There was time enough for one more short hike, to the valley of the five lakes. This hike is discouraging initially, when you reach the edge of the woods and discover a stenchy swamp (which was irritatingly loaded with mosquitos). But perseverance pays off, and if you continue 5-10 minutes further you come across a set of lakes ranging from emerald green to opal blue colour. The whole hike took about an hour.
The Valley of Five Lakes

We returned to the hotel and decided to just eat dinner in the restaurant. For dinner, the hotel's restaurant was a bit pricey, but in line with the cost of the area (and the only restaurant until you reach Jasper 20 minutes away). The food reflected the price though, and overall we were happy enough with our choice at this restaurant to return the next night. We tried lunch at the hotel's restaurant the next day though, and that was a real disappointment. During the day they offer cafeteria style food and service for tourists passing by, but at night they pull out full table service and french food incorporating local game. Even if you're staying in Jasper, I'd recommend the drive out to this hotel to eat dinner at the restaurant. It was infinitely better than anything we saw available in Jasper town.
The Valley of Five Lakes

The Sunwapta Falls Rocky Mountain Lodge was about the best hotel you can get in this area. The rooms were a bit outdated (I hear they're planning to fix that), but featured traditional fireplaces, which the staff lit for us each night we were there. I wasn't a fan of the mosquito burden of the area, being mainly in dense forestation and the wet weather certainly didn't help. But I can't say I got any mosquito bites while indoors. We did head in to Jasper the next day and checked out a few other hotels for comparison, and honestly they were all outdated and overpriced. Returning to our hotel after this venture, we were more satisfied that it was the best available and one of the less expensive options, and I don't think any other restaurant would have held up to the standard of dinner we received at Sunwapta.

Monday, June 25

Today was focussed on seeing Maligne Lake, which is just past Jasper and another 20-30 minutes off the Icefields Parkway. This is the place we spotted the most wildlife. We passed several black bears along the roadside, to the point where we didn't bother to stop and look any more. We saw baby bears climbing trees and running after their mother. The was an abundance of elk on this route too.
Black bear family spotted on the way to Maligne Lake

Maligne lake is stunning, and we spent about half an hour walking along the lakeside. There is a few hiking route options and you can follow the path along the lake much longer than we did. We got distracted by the family of bears that came down to the lake and decided to hang out by the path, so that made a bit of a road block for us. A young child attempted to run out towards the bears, I guess they looked cuddly.
View from the Icefields Parkway, Jasper National Park

We returned to Jasper to check out the town. You'll see all over TripAdvisor that this town really isn't anything special. This is absolutely true.

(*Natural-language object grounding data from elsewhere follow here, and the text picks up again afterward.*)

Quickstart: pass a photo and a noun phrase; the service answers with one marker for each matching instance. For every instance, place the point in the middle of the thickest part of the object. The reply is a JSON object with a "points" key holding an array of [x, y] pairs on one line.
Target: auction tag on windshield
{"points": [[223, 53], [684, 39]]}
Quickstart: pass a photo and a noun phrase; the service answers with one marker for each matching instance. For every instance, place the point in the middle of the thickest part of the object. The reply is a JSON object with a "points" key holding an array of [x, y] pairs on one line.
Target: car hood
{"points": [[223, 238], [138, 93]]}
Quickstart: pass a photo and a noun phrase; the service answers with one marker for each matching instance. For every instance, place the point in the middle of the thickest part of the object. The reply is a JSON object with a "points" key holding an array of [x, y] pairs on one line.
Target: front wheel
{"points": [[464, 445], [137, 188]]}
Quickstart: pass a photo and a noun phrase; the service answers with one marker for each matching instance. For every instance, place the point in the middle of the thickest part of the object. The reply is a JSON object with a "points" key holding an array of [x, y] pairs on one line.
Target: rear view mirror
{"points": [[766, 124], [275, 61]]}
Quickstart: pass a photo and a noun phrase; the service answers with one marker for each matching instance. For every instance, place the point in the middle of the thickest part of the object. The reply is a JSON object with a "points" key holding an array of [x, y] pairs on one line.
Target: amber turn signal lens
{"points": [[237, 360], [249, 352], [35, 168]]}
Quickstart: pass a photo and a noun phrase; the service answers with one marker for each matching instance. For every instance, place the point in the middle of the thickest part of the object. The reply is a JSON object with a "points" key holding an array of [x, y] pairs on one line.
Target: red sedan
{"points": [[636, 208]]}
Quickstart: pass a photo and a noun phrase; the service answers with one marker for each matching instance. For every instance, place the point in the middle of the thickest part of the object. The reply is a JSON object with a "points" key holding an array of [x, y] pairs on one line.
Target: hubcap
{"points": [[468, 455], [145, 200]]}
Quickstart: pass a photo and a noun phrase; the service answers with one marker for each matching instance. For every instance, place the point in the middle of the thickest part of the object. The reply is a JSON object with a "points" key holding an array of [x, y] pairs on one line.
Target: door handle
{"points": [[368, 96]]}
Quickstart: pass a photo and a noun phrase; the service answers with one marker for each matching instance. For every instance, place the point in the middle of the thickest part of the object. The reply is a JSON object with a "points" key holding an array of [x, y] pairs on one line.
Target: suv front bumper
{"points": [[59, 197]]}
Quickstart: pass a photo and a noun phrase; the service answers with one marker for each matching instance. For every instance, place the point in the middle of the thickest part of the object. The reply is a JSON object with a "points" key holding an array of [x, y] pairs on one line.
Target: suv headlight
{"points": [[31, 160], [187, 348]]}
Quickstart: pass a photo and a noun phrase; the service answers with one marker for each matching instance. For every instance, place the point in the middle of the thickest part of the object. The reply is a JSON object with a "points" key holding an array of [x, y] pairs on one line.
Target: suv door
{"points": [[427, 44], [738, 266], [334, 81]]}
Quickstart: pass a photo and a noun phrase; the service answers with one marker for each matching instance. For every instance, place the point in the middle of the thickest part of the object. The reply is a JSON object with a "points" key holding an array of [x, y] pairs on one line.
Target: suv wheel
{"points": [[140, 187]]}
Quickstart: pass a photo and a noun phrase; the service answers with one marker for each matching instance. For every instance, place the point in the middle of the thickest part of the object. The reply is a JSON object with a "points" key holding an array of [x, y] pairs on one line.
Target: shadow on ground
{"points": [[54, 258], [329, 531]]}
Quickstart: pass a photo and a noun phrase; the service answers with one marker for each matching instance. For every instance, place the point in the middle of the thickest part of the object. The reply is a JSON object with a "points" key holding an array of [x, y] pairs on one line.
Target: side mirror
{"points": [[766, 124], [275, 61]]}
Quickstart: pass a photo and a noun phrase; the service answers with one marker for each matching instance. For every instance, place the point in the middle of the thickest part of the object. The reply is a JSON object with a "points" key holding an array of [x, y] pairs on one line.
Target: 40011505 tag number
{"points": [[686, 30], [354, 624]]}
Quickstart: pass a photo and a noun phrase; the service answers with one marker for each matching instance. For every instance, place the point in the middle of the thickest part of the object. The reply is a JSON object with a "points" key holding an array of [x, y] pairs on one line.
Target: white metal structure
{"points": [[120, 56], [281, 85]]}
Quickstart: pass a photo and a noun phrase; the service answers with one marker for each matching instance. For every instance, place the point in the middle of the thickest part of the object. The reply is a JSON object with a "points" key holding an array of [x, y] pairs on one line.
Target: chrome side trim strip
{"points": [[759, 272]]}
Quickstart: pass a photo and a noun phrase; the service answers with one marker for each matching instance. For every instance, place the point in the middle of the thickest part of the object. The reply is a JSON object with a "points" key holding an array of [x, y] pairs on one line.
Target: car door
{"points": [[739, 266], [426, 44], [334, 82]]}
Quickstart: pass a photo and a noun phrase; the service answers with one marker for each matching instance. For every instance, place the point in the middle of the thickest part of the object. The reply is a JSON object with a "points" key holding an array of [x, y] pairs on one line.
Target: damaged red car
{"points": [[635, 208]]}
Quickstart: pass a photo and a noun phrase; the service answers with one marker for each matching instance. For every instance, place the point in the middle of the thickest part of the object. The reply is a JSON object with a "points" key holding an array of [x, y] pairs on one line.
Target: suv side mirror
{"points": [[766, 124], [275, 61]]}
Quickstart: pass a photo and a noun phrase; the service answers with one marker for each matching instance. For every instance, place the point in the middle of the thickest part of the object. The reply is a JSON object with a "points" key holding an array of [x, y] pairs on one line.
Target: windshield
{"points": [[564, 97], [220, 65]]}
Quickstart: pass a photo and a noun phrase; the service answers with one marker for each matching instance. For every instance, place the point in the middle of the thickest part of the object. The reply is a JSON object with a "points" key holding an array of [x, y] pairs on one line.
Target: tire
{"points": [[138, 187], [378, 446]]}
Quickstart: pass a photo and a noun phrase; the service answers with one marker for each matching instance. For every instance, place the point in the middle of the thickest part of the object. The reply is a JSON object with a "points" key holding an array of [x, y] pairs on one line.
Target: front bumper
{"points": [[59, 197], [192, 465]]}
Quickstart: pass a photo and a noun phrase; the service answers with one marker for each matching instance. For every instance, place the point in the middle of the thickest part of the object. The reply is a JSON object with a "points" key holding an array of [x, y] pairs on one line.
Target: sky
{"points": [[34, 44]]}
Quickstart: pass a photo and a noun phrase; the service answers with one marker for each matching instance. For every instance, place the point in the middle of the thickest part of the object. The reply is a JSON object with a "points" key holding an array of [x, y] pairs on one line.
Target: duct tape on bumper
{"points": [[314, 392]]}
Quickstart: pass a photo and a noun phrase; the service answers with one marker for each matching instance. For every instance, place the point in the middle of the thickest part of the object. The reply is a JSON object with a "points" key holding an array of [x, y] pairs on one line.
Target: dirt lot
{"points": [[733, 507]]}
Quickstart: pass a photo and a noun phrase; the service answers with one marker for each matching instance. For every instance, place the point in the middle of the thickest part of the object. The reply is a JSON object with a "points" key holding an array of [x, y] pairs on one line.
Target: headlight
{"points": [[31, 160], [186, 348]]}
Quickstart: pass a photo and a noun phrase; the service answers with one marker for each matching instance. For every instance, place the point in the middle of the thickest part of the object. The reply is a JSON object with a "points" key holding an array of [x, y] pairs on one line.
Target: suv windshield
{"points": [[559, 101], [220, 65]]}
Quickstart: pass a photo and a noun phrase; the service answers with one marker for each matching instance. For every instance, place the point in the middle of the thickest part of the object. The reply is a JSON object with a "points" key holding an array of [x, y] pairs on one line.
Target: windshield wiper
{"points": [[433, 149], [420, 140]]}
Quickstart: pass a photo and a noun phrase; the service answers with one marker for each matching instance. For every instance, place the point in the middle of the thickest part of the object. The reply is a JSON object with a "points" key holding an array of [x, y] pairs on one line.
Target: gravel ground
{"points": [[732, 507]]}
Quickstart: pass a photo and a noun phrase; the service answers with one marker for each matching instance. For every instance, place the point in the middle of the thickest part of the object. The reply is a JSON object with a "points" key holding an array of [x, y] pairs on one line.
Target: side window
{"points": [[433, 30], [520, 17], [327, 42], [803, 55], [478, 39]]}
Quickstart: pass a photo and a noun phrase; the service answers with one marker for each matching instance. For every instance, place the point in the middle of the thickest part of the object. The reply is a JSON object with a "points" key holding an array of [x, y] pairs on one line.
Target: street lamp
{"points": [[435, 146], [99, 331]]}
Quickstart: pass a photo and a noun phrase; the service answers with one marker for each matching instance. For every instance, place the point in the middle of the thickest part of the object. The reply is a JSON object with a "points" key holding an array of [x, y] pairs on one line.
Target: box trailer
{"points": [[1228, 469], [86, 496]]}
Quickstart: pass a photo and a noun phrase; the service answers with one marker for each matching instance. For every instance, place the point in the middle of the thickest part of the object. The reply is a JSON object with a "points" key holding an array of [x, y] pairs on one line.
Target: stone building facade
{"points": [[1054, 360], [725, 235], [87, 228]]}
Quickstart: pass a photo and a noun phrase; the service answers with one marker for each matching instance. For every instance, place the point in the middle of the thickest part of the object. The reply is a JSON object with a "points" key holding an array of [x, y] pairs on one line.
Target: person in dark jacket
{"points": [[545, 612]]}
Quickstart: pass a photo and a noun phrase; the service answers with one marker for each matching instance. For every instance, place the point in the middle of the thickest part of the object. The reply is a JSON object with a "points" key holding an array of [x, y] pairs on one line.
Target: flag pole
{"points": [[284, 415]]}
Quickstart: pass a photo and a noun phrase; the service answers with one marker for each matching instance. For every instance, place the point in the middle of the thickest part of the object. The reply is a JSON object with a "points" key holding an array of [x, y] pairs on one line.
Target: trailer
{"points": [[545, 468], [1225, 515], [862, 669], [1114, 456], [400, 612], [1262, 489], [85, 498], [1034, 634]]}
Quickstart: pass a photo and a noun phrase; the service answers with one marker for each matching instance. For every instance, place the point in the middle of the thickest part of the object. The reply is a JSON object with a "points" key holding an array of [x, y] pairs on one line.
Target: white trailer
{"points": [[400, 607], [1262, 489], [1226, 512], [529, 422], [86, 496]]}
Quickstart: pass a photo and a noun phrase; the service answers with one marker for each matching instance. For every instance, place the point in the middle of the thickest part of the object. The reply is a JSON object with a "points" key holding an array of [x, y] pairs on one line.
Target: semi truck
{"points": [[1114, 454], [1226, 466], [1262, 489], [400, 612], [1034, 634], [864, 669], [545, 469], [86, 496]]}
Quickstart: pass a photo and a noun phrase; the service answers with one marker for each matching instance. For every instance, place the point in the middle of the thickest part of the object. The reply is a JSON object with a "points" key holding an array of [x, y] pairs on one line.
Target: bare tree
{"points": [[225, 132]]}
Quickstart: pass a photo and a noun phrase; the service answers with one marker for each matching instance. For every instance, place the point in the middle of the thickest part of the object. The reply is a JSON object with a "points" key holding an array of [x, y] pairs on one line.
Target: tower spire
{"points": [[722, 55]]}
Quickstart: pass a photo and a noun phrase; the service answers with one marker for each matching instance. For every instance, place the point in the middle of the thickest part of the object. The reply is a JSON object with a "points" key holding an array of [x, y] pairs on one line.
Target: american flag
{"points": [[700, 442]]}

The town lacks the charm of Banff's architecture, has very little choice by way of food, and the only thing worth seeing there is their supermarket if you're interested in getting snacks and fresh food.

There are plenty of Elk to spot in Jasper National Park

Waterfall visible from the Icefields Parkway
Mike and I returned to the waterfall that is on the Icefields Parkway about 15 minutes south of the hotel, and we climbed to the top of the waterfall for kicks. I really enjoyed the scenery nearby this waterfall - with pink and grey boulders lining the valley towards the mountains.

In the evening we visited the Athabasca Falls. This involves another leisurely walk through some small canyons and forest, and along elevated platforms. The falls are powerful enough that a small rainbow forms in its mists.

We stayed one more night at Sunwatpa. The initial plan was to stay an extra night, but we decided our time would be better spent in Banff and arranged for an earlier checkout.